Two figures struck me yesterday. The first was the viewership for the TV debate in the United Kingdom between Prime Minister Rishi Sunak and soon-to-be-Prime Minister Sir Keir Starmer: Some 4.8million people tuned into that, a drop of nearly 33% over similar audiences for the TV debates in the last United Kingdom General Election.
The second was the latest figure on RTE TV licence sales: They continue to plummet, with TV licence sales down 13.5% year on year for the month of May, and 12.8% overall for the year to date.
For some years now, it has been patently obvious that the market for traditional printed newspapers is dying, with every single news title in Ireland selling almost 50% fewer newspapers than it was at the turn of the millennium, despite an enormous population increase. Up until now, there have been few signs that traditional television might follow suit. Up until now.
In the UK, because an election is ongoing, the rationalisation for the declining viewership of TV debates is that people are simply less interested in Sunak versus Starmer than they were in Corbyn versus Boris Johnson – that people tuning out is to be expected, in the same way that fewer people might watch Portsmouth versus Lincoln City compared to the numbers who would watch a Manchester derby. The problem with this analysis is that it only holds if the great tuning out is limited to politics and nothing else. But it’s not. As Stephen Bush noted in the financial times last week:
The latest Doctor Who premiere was the BBC’s most successful drama that week — with a little over 4mn viewers. For context, when the Conservatives entered office in 2010, the show managed the same thing with 10mn viewers.

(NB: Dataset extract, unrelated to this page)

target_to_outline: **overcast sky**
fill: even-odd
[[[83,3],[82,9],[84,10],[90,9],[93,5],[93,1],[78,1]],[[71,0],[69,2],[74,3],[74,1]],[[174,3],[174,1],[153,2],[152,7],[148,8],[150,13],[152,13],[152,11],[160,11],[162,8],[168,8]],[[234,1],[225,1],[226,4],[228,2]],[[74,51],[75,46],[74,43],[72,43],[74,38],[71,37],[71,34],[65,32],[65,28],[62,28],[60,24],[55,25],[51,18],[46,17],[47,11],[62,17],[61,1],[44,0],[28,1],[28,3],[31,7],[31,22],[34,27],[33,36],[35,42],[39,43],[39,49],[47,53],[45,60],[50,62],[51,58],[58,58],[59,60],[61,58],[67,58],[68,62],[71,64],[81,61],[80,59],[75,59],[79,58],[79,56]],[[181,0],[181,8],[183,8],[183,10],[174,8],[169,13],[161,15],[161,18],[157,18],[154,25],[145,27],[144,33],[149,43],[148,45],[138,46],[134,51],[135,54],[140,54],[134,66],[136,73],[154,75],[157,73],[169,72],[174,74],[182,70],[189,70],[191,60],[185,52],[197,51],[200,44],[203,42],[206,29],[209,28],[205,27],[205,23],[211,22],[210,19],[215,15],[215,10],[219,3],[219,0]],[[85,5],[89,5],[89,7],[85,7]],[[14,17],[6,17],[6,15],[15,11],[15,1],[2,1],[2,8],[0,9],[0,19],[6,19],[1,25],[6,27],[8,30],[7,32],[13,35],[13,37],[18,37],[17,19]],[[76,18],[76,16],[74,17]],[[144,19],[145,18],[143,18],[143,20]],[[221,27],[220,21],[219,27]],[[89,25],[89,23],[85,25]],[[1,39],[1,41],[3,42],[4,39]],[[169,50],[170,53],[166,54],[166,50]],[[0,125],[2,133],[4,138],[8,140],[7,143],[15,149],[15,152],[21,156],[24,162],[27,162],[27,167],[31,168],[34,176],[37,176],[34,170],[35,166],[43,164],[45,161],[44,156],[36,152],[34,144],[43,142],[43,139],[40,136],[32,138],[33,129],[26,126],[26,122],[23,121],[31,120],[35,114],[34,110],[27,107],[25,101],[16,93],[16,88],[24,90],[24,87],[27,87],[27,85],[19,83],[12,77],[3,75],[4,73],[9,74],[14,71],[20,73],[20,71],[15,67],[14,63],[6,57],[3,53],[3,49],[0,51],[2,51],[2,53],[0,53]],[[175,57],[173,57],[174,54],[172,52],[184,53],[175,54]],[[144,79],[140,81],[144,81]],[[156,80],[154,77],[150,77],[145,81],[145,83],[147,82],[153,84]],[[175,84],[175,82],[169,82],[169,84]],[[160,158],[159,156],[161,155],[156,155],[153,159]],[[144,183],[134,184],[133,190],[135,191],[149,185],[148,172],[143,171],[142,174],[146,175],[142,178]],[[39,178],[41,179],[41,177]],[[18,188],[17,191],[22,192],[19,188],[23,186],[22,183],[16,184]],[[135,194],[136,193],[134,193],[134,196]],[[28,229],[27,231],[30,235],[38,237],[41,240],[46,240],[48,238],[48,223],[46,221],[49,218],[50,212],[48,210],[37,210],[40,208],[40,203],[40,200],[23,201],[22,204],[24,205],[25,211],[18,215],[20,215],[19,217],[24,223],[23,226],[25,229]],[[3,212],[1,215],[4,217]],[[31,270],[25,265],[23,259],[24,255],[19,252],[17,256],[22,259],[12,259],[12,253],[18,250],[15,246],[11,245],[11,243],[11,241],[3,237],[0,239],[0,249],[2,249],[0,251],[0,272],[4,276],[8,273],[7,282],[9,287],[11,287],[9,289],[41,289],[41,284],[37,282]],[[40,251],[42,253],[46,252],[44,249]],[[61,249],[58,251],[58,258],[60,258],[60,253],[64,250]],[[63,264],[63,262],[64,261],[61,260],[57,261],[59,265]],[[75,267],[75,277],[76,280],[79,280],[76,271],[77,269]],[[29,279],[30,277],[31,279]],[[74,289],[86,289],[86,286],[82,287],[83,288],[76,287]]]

The final election debate of 2010, also on the BBC, between Gordon Brown, David Cameron and Nick Clegg, got 8.4mn viewers. The final election debate in 2019, between Boris Johnson and Jeremy Corbyn, scored just 4.4mn. The audiences for both reflect a deeper truth: that televised set-piece events reach fewer people than ever before.

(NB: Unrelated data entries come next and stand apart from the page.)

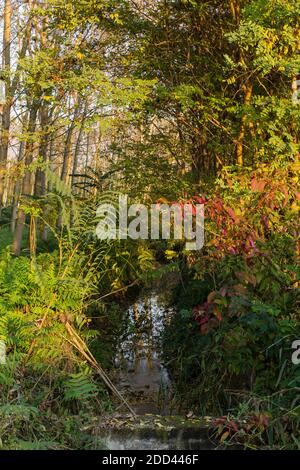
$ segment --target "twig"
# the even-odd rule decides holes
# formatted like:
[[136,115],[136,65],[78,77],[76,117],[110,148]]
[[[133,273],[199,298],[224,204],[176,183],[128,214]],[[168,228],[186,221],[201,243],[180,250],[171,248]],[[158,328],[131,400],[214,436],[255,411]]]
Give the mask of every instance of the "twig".
[[136,418],[136,413],[133,411],[127,400],[121,395],[119,390],[114,386],[108,375],[98,364],[91,351],[87,347],[86,343],[80,338],[76,331],[72,328],[69,322],[65,322],[66,330],[71,337],[71,344],[82,354],[82,356],[96,369],[104,383],[110,388],[110,390],[124,403],[130,413]]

There was, it should be noted, a similar decline over a similar period in Ireland: RTE debate viewing figures are hard to access, but at least one news report indicates viewership of the 2011 leaders debate in the general election reached 800,000 people live, but in the 2020 election only 650,000 tuned in – despite a much larger population.
The same viewership decline on television is afflicting essentially all programmes other than live sport (which is one reason why live sports commercial rights fees are soaring). Coronation Street has reportedly lost a third of its audience in five years, Eastenders something similar. The trend is clear – fewer and fewer people are tuning into their televisions, and are choosing to stream content on the internet instead. This, doubtless, is exacerbating RTE’s problems with the television licence fee. Some of the recalcitrance when it comes to paying the annual fee will be a genuine protest, but some of it will simply be a people opting out of RTE programming and not considering the channel relevant to them.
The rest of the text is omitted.